En discutant officieusement avec E. Velikhov, premier conseiller du Président Gorbatchev, nous sommes parvenus à convaincre le Président qu’un compromis était possible : le Kremlin pouvait accueillir les deux réunions ce jour-là, mais la cérémonie de clôture du Forum devrait tout simplement être retardée. Quand j’ai transmis la bonne nouvelle à nos participants, j’ai été rapidement entouré par un certain nombre de participants juifs, tous très frustrés. « Mais enfin, Akio, ont-ils dit, vous avez fait repousser la cérémonie de clôture après le coucher du soleil vendredi. Nous ne pouvons pas participer durant le Sabbat ! Vous nous avez exclus de la cérémonie. » Il était très clair que les circonstances étaient exceptionnelles et que le Parti communiste avait fait un compromis politique pour nous permettre de poursuivre notre rencontre. Alors nos amis juifs ont cherché une nouvelle interprétation pour la circonstance : ils ont formé un minyan et prié pour agir dans le sens de notre objectif commun. Et la conférence s’est terminée avec succès ce soir-là, en présence de tous les participants.

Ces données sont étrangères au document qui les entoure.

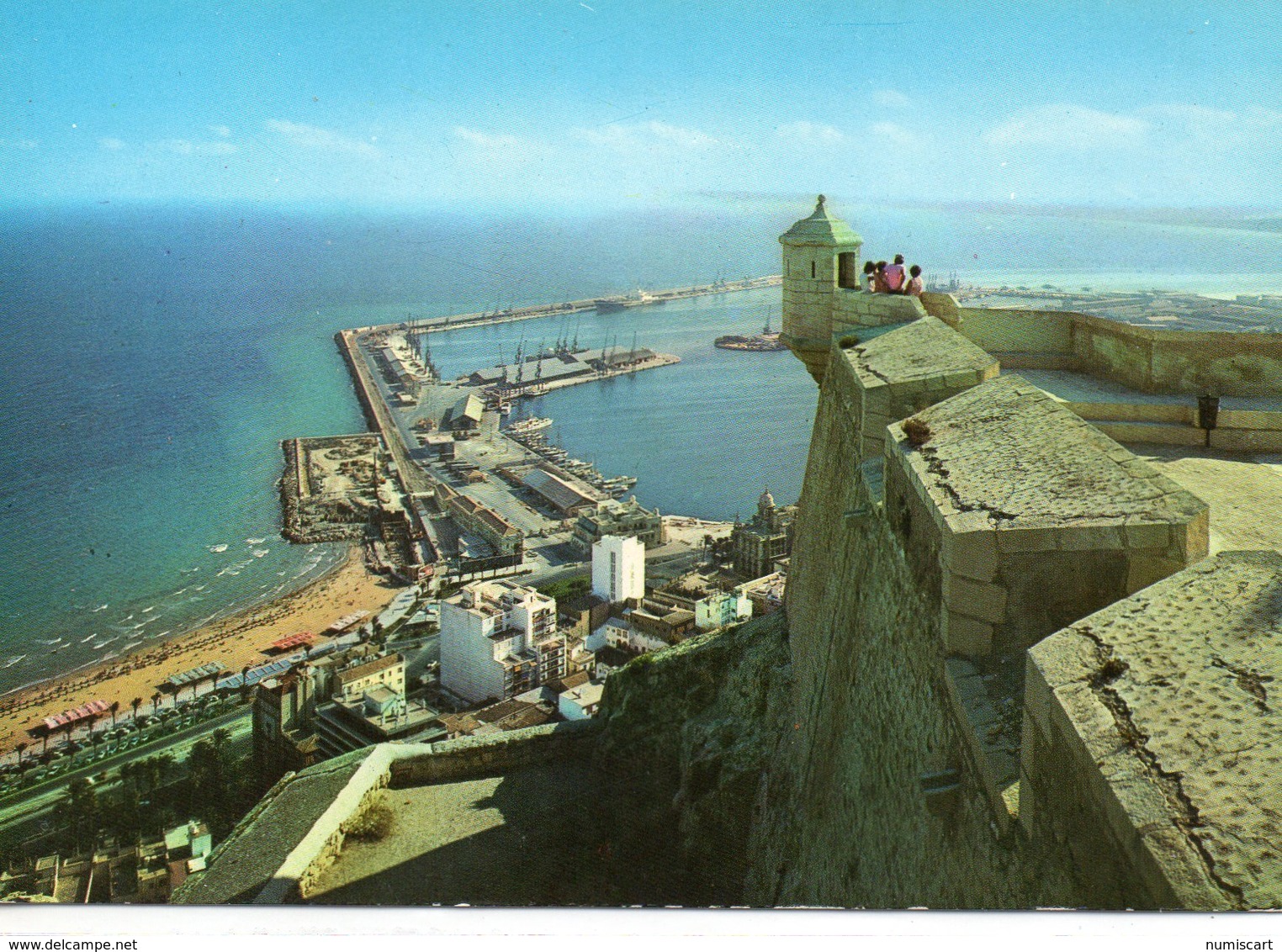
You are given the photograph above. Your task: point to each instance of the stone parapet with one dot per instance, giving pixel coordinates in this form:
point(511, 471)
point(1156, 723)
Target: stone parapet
point(1152, 746)
point(1030, 516)
point(904, 371)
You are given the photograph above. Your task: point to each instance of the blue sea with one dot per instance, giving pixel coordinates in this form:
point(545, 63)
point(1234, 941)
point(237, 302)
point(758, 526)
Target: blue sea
point(156, 357)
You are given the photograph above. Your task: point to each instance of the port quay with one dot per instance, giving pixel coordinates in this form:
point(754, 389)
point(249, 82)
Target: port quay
point(471, 484)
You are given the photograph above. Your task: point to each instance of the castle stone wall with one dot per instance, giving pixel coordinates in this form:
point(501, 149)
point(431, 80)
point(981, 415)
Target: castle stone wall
point(858, 822)
point(1036, 518)
point(1152, 744)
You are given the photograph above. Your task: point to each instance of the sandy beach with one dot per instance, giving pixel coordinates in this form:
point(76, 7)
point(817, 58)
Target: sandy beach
point(236, 641)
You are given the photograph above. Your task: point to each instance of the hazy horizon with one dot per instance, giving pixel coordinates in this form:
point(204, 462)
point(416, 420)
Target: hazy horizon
point(606, 104)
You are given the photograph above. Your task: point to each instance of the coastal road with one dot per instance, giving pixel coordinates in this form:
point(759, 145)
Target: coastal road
point(40, 798)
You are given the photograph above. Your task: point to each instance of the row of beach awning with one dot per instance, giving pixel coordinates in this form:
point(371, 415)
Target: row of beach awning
point(90, 709)
point(347, 621)
point(293, 641)
point(195, 674)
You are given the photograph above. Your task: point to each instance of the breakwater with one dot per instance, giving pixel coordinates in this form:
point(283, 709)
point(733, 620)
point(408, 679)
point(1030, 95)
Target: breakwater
point(608, 304)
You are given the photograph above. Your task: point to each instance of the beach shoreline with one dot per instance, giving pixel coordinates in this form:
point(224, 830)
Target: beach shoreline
point(236, 641)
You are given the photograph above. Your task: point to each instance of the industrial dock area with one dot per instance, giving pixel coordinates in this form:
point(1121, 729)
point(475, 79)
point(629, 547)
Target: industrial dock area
point(467, 484)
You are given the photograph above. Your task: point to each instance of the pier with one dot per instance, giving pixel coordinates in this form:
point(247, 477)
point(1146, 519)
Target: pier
point(606, 305)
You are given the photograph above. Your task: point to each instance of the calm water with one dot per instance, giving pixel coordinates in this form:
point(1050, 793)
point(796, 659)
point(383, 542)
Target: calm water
point(156, 357)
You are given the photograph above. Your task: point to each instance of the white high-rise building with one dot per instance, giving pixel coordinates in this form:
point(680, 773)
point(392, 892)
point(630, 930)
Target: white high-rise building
point(494, 636)
point(618, 568)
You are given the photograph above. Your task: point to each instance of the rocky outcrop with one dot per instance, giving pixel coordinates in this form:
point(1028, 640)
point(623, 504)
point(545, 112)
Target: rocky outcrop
point(691, 734)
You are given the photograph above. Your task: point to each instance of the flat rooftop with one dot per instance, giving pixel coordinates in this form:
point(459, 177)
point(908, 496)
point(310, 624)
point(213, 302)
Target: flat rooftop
point(1244, 491)
point(1186, 717)
point(1010, 452)
point(919, 352)
point(1083, 389)
point(528, 837)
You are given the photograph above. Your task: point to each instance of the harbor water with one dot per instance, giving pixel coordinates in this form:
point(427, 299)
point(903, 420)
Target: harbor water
point(154, 357)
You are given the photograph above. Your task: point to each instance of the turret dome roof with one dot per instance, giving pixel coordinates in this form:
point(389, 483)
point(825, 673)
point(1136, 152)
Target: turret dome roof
point(821, 228)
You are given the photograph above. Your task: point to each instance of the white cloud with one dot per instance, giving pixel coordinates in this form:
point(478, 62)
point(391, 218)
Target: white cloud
point(326, 140)
point(897, 135)
point(1068, 127)
point(646, 136)
point(185, 146)
point(891, 99)
point(484, 140)
point(809, 132)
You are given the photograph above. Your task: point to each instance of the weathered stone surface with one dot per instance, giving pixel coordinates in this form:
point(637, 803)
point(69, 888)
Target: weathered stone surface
point(1176, 710)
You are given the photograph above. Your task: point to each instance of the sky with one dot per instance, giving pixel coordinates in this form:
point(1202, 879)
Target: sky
point(562, 103)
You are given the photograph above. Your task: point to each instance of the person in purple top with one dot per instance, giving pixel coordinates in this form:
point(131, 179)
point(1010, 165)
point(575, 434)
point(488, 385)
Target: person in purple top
point(895, 276)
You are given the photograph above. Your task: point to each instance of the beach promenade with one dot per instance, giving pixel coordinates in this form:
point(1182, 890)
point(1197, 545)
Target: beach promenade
point(236, 641)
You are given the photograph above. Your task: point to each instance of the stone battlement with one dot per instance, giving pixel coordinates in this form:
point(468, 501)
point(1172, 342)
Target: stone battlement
point(1025, 606)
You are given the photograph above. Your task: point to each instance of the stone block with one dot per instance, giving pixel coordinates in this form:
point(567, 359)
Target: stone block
point(1250, 419)
point(1090, 538)
point(961, 378)
point(877, 400)
point(1193, 540)
point(1147, 535)
point(1045, 538)
point(980, 600)
point(1145, 569)
point(967, 636)
point(969, 546)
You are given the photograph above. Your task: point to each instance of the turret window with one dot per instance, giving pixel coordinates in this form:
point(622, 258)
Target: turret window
point(848, 267)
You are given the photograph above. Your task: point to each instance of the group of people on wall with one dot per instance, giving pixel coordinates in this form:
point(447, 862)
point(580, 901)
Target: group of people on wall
point(882, 278)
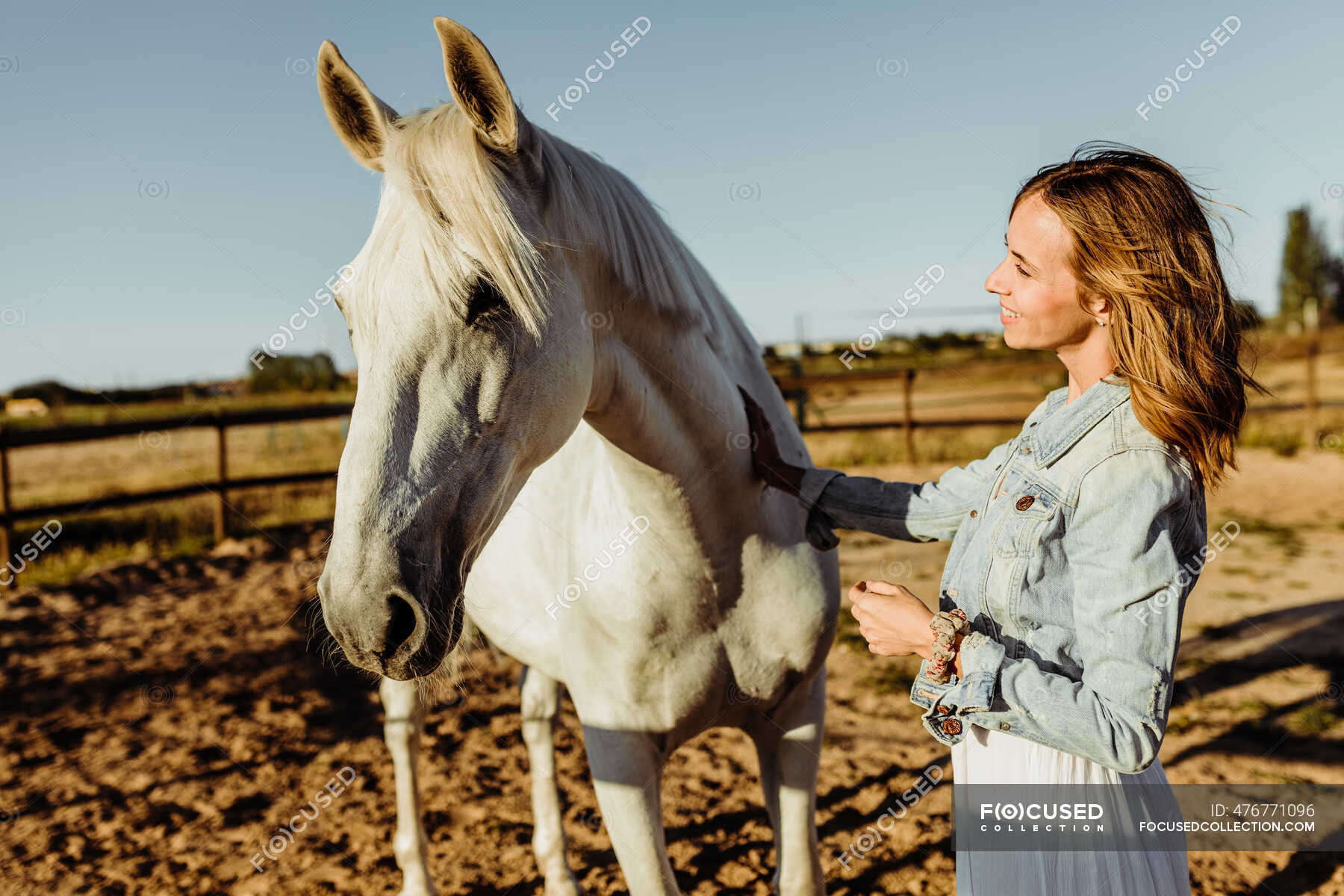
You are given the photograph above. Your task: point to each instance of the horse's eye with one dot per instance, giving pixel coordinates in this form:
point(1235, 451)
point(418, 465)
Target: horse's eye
point(487, 302)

Ce petit miracle consistant à surmonter une barrière de la tradition pour le bien de la majorité illustre bien l’esprit de la conférence de Moscou et explique l’optimisme que nous ressentions alors pour commencer une nouvelle vie et lancer une nouvelle ère de politique internationale. Seule l’unité d’un minyan pouvait permettre aux participants juifs d’assister à la cérémonie d’ouverture durant le Sabbat, mais chaque homme du groupe avait dû décider par lui-même s’il allait rejoindre le minyan et prier pour cette possibilité.

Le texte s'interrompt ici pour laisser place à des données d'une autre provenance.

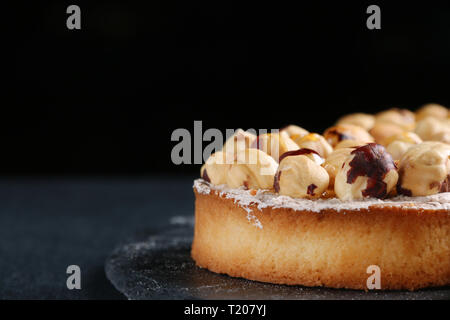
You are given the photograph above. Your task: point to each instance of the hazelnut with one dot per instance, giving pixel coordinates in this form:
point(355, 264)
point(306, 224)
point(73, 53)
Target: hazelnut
point(364, 120)
point(238, 141)
point(424, 169)
point(398, 144)
point(429, 127)
point(313, 155)
point(335, 161)
point(315, 142)
point(400, 117)
point(382, 131)
point(349, 144)
point(443, 136)
point(216, 168)
point(406, 136)
point(341, 132)
point(275, 144)
point(368, 171)
point(253, 169)
point(294, 131)
point(300, 177)
point(432, 110)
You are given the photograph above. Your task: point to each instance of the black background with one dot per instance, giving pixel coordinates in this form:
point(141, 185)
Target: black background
point(105, 99)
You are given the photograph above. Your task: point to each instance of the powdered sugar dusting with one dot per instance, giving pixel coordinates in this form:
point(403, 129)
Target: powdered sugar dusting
point(264, 198)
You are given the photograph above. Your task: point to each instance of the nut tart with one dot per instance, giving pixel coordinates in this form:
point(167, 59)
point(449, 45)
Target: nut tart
point(266, 237)
point(301, 208)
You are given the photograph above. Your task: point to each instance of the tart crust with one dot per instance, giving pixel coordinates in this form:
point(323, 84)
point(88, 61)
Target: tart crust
point(331, 246)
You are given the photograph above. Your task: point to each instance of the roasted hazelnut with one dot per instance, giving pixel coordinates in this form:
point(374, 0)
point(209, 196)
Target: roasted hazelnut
point(398, 144)
point(432, 110)
point(253, 169)
point(313, 155)
point(349, 144)
point(300, 177)
point(294, 131)
point(341, 132)
point(424, 169)
point(238, 141)
point(383, 131)
point(216, 168)
point(429, 127)
point(315, 142)
point(274, 144)
point(335, 161)
point(363, 120)
point(443, 136)
point(368, 171)
point(402, 118)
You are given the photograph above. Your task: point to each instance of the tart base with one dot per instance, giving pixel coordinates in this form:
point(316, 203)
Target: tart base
point(327, 248)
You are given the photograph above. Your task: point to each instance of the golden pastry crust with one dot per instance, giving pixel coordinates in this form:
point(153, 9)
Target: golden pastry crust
point(411, 245)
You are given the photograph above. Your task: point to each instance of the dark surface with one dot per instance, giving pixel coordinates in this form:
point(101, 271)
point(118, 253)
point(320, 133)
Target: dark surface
point(49, 224)
point(105, 99)
point(159, 266)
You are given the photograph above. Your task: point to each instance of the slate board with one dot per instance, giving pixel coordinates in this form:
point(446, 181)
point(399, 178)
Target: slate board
point(157, 265)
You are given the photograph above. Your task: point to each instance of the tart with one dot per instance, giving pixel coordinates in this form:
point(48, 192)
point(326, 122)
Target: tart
point(329, 216)
point(325, 242)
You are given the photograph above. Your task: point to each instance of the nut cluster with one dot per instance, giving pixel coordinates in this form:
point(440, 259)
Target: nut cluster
point(393, 152)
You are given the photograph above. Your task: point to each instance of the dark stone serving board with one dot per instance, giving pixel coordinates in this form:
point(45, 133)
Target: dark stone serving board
point(158, 266)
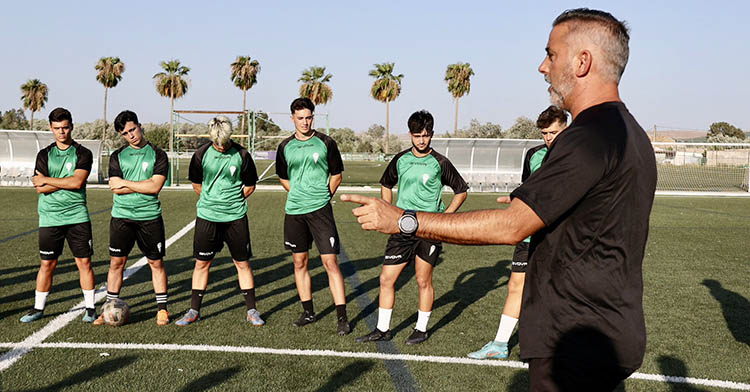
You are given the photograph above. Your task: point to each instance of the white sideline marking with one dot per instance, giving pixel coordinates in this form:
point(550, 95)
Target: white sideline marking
point(350, 354)
point(8, 359)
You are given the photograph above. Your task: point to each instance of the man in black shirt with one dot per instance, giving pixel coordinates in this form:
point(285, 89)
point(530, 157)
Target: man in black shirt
point(582, 326)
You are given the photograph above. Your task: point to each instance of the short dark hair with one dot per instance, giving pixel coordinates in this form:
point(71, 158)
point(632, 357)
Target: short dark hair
point(302, 103)
point(60, 114)
point(123, 118)
point(551, 115)
point(420, 121)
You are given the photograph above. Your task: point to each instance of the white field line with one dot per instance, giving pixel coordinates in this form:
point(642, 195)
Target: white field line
point(349, 354)
point(8, 359)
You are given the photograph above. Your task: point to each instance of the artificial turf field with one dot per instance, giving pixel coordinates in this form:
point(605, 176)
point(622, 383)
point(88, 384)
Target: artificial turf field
point(696, 302)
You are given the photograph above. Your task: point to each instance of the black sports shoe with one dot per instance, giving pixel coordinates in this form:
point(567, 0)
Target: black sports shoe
point(343, 327)
point(304, 319)
point(417, 337)
point(374, 336)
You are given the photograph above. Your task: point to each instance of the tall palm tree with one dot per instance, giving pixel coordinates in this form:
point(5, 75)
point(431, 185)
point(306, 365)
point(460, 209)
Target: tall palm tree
point(109, 73)
point(34, 97)
point(314, 85)
point(386, 88)
point(172, 83)
point(245, 76)
point(459, 84)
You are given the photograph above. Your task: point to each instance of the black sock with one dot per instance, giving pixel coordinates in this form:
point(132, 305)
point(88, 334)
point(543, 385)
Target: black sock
point(112, 295)
point(196, 299)
point(341, 312)
point(161, 301)
point(249, 295)
point(307, 306)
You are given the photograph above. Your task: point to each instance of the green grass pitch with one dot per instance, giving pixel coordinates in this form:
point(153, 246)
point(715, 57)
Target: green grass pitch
point(695, 297)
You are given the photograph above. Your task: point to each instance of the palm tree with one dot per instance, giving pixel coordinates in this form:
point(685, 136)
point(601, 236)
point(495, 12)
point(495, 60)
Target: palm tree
point(245, 76)
point(314, 85)
point(110, 70)
point(171, 83)
point(459, 84)
point(386, 88)
point(34, 97)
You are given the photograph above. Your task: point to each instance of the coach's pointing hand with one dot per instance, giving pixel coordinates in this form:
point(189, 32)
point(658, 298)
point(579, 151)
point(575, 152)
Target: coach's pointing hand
point(375, 214)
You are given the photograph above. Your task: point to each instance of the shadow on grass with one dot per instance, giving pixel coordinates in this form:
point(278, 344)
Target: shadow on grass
point(672, 366)
point(736, 310)
point(346, 376)
point(109, 366)
point(211, 380)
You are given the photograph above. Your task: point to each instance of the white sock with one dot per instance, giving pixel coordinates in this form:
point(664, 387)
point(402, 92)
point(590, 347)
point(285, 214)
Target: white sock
point(384, 319)
point(505, 329)
point(40, 299)
point(422, 319)
point(88, 298)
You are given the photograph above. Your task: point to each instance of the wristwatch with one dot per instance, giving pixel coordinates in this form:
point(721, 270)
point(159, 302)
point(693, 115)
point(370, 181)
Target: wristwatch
point(408, 223)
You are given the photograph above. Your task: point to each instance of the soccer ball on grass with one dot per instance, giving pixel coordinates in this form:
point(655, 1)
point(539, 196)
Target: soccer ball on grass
point(115, 312)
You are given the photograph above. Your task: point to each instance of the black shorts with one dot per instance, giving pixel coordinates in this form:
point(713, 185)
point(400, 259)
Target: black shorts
point(52, 240)
point(520, 257)
point(124, 233)
point(319, 225)
point(400, 250)
point(210, 238)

Aujourd’hui je suis très inquiet de voir le territoire toujours croissant occupé par l’État islamique. Composé de différents groupes politiques et religieux, l’El recrute de manière efficace de jeunes combattants de nombreux pays à travers les réseaux sociaux et il cible les nations riches en pétrole du Moyen-Orient, des régions instables en Afrique, au Pakistan, en Afghanistan et en Chine. Nous sommes face à un nouveau type de guerre entre des nations et des groupes non nationaux. Le Pakistan en particulier, avec ses armes et ses centrales nucléaires, constitue une des cibles de l’EIIL, ce qui est particulièrement inquiétant. Où se trouve la ligne de démarcation entre les besoins économiques d’un pays et les risques potentiels d’attaque terroriste contre des centaines de centrales nucléaires ?

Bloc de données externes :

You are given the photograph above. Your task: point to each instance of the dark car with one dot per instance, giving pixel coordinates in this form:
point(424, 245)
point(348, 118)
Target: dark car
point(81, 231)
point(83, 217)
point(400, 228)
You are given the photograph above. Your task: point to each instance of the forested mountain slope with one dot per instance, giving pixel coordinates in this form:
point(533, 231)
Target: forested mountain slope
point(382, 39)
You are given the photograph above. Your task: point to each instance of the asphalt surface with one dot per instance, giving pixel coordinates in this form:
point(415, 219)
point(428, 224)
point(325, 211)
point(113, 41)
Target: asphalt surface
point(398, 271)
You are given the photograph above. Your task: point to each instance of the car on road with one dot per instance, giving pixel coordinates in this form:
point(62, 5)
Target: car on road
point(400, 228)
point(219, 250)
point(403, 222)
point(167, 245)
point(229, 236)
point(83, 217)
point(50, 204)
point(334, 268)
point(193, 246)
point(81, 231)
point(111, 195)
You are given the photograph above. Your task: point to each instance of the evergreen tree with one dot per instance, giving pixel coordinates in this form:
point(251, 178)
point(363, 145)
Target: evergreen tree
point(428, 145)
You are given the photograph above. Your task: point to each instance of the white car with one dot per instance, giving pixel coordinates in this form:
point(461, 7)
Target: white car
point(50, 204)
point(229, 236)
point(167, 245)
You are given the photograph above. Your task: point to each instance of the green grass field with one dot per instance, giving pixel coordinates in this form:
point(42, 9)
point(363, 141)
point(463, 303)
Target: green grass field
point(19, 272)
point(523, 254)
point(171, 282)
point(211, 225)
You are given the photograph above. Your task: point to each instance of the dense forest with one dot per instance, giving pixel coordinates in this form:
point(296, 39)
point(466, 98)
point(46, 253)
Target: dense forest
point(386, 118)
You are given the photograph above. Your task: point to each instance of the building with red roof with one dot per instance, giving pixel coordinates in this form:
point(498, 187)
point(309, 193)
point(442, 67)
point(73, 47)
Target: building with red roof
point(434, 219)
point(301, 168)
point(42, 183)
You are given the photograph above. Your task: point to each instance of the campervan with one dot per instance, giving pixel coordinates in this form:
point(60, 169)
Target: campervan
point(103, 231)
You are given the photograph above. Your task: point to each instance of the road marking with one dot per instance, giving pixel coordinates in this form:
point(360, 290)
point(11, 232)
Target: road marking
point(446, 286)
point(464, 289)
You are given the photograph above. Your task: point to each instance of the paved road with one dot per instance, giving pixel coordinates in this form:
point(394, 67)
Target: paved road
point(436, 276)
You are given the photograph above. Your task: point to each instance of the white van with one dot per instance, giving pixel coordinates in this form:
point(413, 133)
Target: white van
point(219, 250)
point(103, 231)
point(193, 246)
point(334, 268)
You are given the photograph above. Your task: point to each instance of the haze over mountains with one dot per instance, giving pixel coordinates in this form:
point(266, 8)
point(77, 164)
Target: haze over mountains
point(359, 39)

Nous ne sommes pas prêts à répondre à de vastes réseaux malveillants. Il nous faut, comme au Forum Mondial de Moscou, des individus disposés à prendre des risques pour le bien commun, pour tenter de transcender des barrières historiques plutôt que de les renforcer,et éventuellement réformer et remodeler les institutions qui sont censées servir de guide.

(AFP)

Photo : Des millions de personnes manifestent à Paris (AFP)

 

Nous pouvons retrouver l’esprit dans lequel nous cherchons à faire avancer les choses dans un article du New Yorker de cette semaine, où Teju Cole s’interroge sur la réaction immédiate aux violences de Paris :

La France est aujourd’hui dans la peine et le sera encore pendant longtemps. Nous partageons sa douleur. Et cela est juste. Mais il est vrai aussi que de “notre” côté, la violence se poursuit sans relâche. Il est extrêmement probable que, dans un mois, « de jeunes hommes d’âge à être incorporés dans l’armée » et bien d’autres, qui ne seront ni jeunes, ni mâles, auront été tués par les frappes des drones américains au Pakistan et ailleurs. Si l’on en juge par les frappes antérieures, beaucoup parmi eux seront innocents. Leur mort sera considérée comme naturelle et incontestable comme le fut celle de Menocchio, exécuté par l’Inquisition. Ceux d’entre nous qui sont écrivains ne penseront pas que ces meurtres ont brisé nos crayons. Mais ce genre de morts qui ne peuvent être contestées ni pleurées, sont clairement, tout autant que le massacre de Paris, le danger qui menace notre liberté [en français dans le texte] collective actuellement.

En poursuivant ce blog, nous voulons discuter et chercher des moyens de persuader nos leaders de transcender les barrières, déterminer les facteurs et les situations qui peuvent générer la confiance, et établir pour le 21è siècle un agenda qui permette aux autorités politiques et religieuses de travailler dans un même esprit en vue d’un objectif commun.